Ohne Zweifel ja. Wir haben im weit überwiegenden Teil der Bevölkerung großen Rückhalt. Gerade aktuell erreichen uns fast täglich Mails und Beiträge in den sozialen Medien, die uns in unserer Auffassung bestärken.

Bei allen derzeitigen Gegebenheiten lassen wir unseren gesetzlichen Auftrag und unsere berufliche Selbstverpflichtung nicht außer Acht. Wir verstecken uns nicht hinter Problemen, sondern wir ziehen unsere Schlüsse daraus und setzen sie um. Für die meisten bei uns ist der Polizeiberuf nach wie vor eine Berufung und nicht einfach nur ein Beruf.

Was muss passieren, um das Verhältnis zwischen Bürgern und Polizei wieder zu verbessern?

Ich denke, wir müssen uns zunächst das, was gerade im Gange ist, genau anschauen. Zu sagen, das Verhältnis zwischen den Bürgern und der Polizei müsse verbessert werden, wäre zu kurz gesprungen. Wir dürfen nichts problematisieren, was nicht ist. Umfragen bescheinigen der Polizei wiederkehrend sehr hohe Zustimmungs- und Zufriedenheitswerte.

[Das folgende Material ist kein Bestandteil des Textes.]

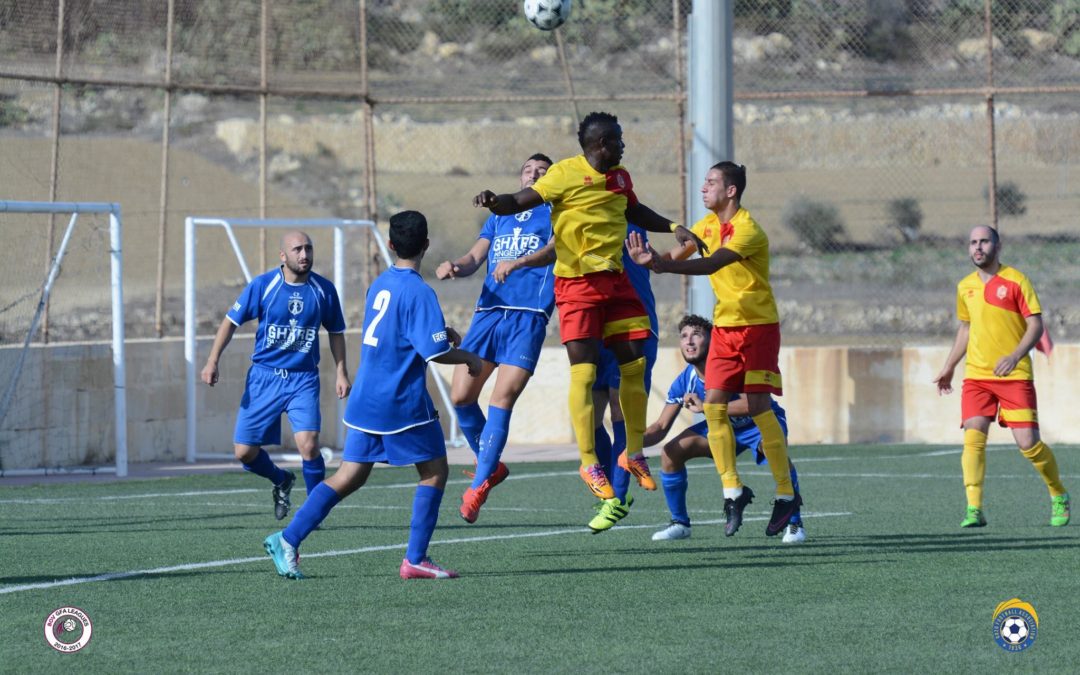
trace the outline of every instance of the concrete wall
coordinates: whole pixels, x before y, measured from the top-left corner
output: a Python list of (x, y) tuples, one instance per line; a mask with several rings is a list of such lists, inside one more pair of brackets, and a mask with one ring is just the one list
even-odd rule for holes
[[(250, 335), (238, 335), (221, 363), (221, 382), (198, 387), (199, 451), (232, 451), (232, 429), (251, 353)], [(198, 368), (209, 349), (199, 341)], [(355, 350), (356, 336), (349, 336)], [(0, 373), (10, 374), (18, 347), (0, 348)], [(793, 444), (959, 443), (960, 397), (939, 398), (932, 380), (947, 346), (906, 349), (795, 347), (781, 351)], [(323, 344), (323, 442), (340, 447), (335, 436), (336, 397), (332, 360)], [(350, 352), (350, 371), (356, 353)], [(671, 380), (682, 368), (674, 348), (662, 348), (653, 373), (650, 419), (663, 405)], [(1069, 424), (1080, 407), (1070, 373), (1080, 368), (1080, 345), (1058, 345), (1050, 363), (1035, 356), (1035, 377), (1044, 438), (1080, 443), (1080, 428)], [(449, 381), (452, 368), (434, 370)], [(177, 461), (185, 453), (185, 367), (180, 339), (132, 340), (127, 344), (128, 456), (132, 462)], [(492, 380), (493, 382), (494, 380)], [(515, 444), (573, 442), (566, 407), (569, 367), (559, 347), (545, 349), (536, 375), (511, 420)], [(430, 387), (434, 392), (434, 386)], [(485, 390), (481, 403), (486, 405)], [(105, 464), (113, 460), (112, 358), (105, 343), (34, 347), (30, 350), (14, 405), (0, 423), (4, 468)], [(442, 418), (449, 419), (441, 401)], [(679, 427), (691, 422), (684, 413)], [(283, 439), (291, 446), (288, 422)], [(991, 442), (1008, 442), (1005, 430)]]

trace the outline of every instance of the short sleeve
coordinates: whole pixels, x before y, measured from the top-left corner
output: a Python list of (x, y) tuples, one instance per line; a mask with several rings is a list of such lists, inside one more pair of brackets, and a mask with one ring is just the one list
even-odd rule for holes
[(499, 217), (495, 214), (488, 216), (488, 219), (484, 221), (484, 226), (480, 228), (480, 234), (477, 235), (477, 239), (487, 239), (488, 241), (495, 240), (495, 224), (498, 222)]
[(956, 287), (956, 318), (964, 323), (971, 323), (971, 315), (968, 314), (967, 303), (964, 302), (964, 287)]
[(566, 167), (557, 162), (547, 170), (539, 180), (532, 184), (532, 189), (548, 203), (555, 203), (566, 190)]
[(1031, 285), (1031, 280), (1027, 277), (1020, 280), (1020, 297), (1017, 300), (1020, 305), (1020, 313), (1025, 319), (1029, 316), (1042, 314), (1039, 296), (1035, 293), (1035, 287)]
[(425, 361), (450, 351), (446, 335), (446, 319), (435, 291), (424, 285), (408, 309), (408, 339), (413, 349)]
[(337, 289), (332, 284), (325, 284), (322, 289), (326, 295), (322, 315), (323, 328), (327, 333), (344, 333), (345, 314), (341, 310), (341, 299), (338, 297)]
[(240, 292), (240, 296), (236, 298), (236, 302), (233, 303), (233, 306), (229, 308), (229, 312), (225, 315), (229, 321), (239, 326), (246, 321), (259, 318), (261, 288), (262, 284), (259, 283), (258, 278), (252, 279), (251, 283), (244, 287), (244, 290)]

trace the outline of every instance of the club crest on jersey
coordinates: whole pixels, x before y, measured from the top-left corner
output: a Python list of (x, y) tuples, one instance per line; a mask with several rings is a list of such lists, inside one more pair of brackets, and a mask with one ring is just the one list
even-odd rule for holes
[(1004, 286), (998, 286), (998, 288), (997, 288), (997, 298), (998, 298), (998, 300), (1004, 300), (1005, 296), (1008, 295), (1008, 294), (1009, 294), (1008, 289), (1006, 289)]
[(520, 227), (515, 227), (511, 234), (495, 237), (495, 240), (491, 242), (491, 253), (496, 261), (514, 260), (539, 248), (539, 235), (522, 234)]
[(592, 176), (585, 176), (585, 184), (592, 185)]
[(289, 314), (299, 314), (304, 311), (304, 298), (301, 297), (299, 291), (293, 291), (293, 294), (289, 296)]
[(529, 218), (532, 218), (532, 209), (514, 214), (514, 220), (518, 221), (519, 223), (524, 223)]

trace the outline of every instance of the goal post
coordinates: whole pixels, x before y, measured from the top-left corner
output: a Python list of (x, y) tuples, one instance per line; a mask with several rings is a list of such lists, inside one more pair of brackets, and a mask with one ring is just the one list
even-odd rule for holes
[[(109, 202), (25, 202), (25, 201), (0, 201), (0, 213), (24, 213), (24, 214), (70, 214), (67, 228), (60, 240), (53, 259), (49, 264), (49, 271), (45, 282), (41, 287), (41, 293), (30, 320), (22, 348), (11, 370), (8, 382), (0, 391), (0, 424), (8, 415), (15, 392), (18, 389), (19, 379), (22, 375), (26, 357), (29, 353), (30, 344), (34, 334), (40, 325), (45, 308), (49, 304), (50, 294), (54, 283), (60, 274), (61, 263), (67, 253), (72, 234), (78, 223), (79, 215), (96, 213), (107, 214), (109, 220), (109, 265), (110, 265), (110, 296), (112, 304), (112, 362), (113, 362), (113, 423), (115, 424), (115, 472), (119, 477), (127, 476), (128, 449), (127, 449), (127, 387), (124, 359), (124, 286), (123, 286), (123, 247), (122, 225), (120, 205)], [(38, 411), (40, 412), (40, 411)], [(2, 429), (3, 427), (0, 427)], [(38, 474), (64, 472), (65, 469), (55, 467), (42, 467), (39, 469), (4, 470), (3, 458), (0, 457), (0, 473), (4, 475)], [(66, 471), (79, 471), (80, 469), (66, 469)], [(94, 469), (103, 471), (103, 469)]]
[[(244, 256), (243, 251), (240, 248), (240, 243), (236, 238), (236, 230), (243, 228), (270, 228), (270, 229), (315, 229), (315, 228), (330, 228), (334, 233), (334, 271), (333, 282), (337, 289), (338, 300), (342, 309), (345, 308), (345, 233), (346, 231), (370, 231), (372, 237), (375, 240), (376, 245), (379, 248), (379, 253), (383, 259), (383, 262), (387, 267), (393, 264), (393, 260), (390, 257), (390, 250), (386, 246), (386, 241), (383, 239), (382, 234), (378, 228), (375, 227), (375, 223), (370, 220), (346, 220), (339, 218), (228, 218), (228, 217), (210, 217), (210, 216), (190, 216), (184, 221), (184, 360), (186, 361), (187, 368), (187, 447), (185, 458), (189, 463), (194, 463), (198, 459), (221, 459), (224, 453), (205, 453), (199, 452), (198, 446), (198, 400), (197, 390), (199, 385), (198, 379), (198, 355), (196, 354), (198, 349), (198, 342), (196, 339), (196, 330), (198, 326), (198, 316), (195, 303), (196, 294), (196, 242), (198, 237), (199, 228), (221, 228), (226, 238), (229, 241), (229, 245), (232, 247), (233, 253), (236, 256), (237, 263), (240, 266), (240, 270), (244, 275), (244, 279), (247, 283), (251, 282), (252, 273), (248, 266), (247, 259)], [(450, 411), (451, 424), (450, 434), (451, 442), (456, 442), (457, 438), (457, 419), (453, 412), (453, 406), (450, 404), (450, 392), (446, 383), (442, 380), (437, 372), (432, 371), (433, 379), (437, 388), (439, 389), (439, 395), (442, 398), (445, 407)], [(339, 444), (344, 445), (345, 438), (345, 401), (339, 400), (337, 402), (337, 438)], [(231, 454), (227, 457), (232, 457)]]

Es geht meines Erachtens um die Frage, wie wir mit einer Entwicklung, die sich in zunehmender Respektlosigkeit und Gewalt gegenüber der Polizei äußert, umgehen müssen. Nachdem ähnliche Erfahrungen auch die Hilfs- und Rettungsdienste machen, ist es prüfenswert, ob diese Einrichtungen für bestimmte Bevölkerungsteile nicht stellvertretend für den Staat als solchen Adressaten dieser Entwicklung sein könnten.